Michelle Shephard, a multiple National Newspaper Award-winning reporter who has covered national security and terrorism issues for the Star since 9/11, has been a member of the board of CJFE, the advocacy organization that “boldly champions” free expression issues in Canada and abroad. Given that the anti-terrorism legislation is a contentious political issue and will likely remain so through the fall federal election, that affiliation raised questions about whether the Star has some responsibility to disclose Shephard’s CJFE role to readers in its reporting on the constitutional challenge the organization launched with CCLA.

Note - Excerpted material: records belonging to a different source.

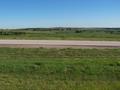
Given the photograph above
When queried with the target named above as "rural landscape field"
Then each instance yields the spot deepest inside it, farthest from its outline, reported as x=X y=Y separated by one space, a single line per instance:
x=59 y=44
x=107 y=34
x=60 y=68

The general city news reporter who first reported on the court challenge was unaware of Shephard’s CJFE role so such information was not included in the Star’s Tuesday report of the legal challenge to what CJFE executive director Tom Henheffer called “the most dangerous legislation we’ve had in recent Canadian history.” But after considerable discussion later, the Star decided the best way forward was to disclose Shephard’s CJFE board role in any reporting of the court challenge. A note was appended to the digital version of the report. It states:

“Michelle Shephard, the Star’s national security reporter, is a member of the board of Canadian Journalists for Free Expression. She recused herself from all board discussion and debate related to the CJFE decision regarding this court challenge and will not be reporting on this court challenge for the Star.”

That is full disclosure of pertinent facts, in line with the Star’s journalistic standards of transparency. But, did it go far enough? As the national security reporter covering terrorism issues, is serving on the board of an organization that is challenging this nation’s controversial anti- terrorism law a conflict of interest for Shephard and the Star?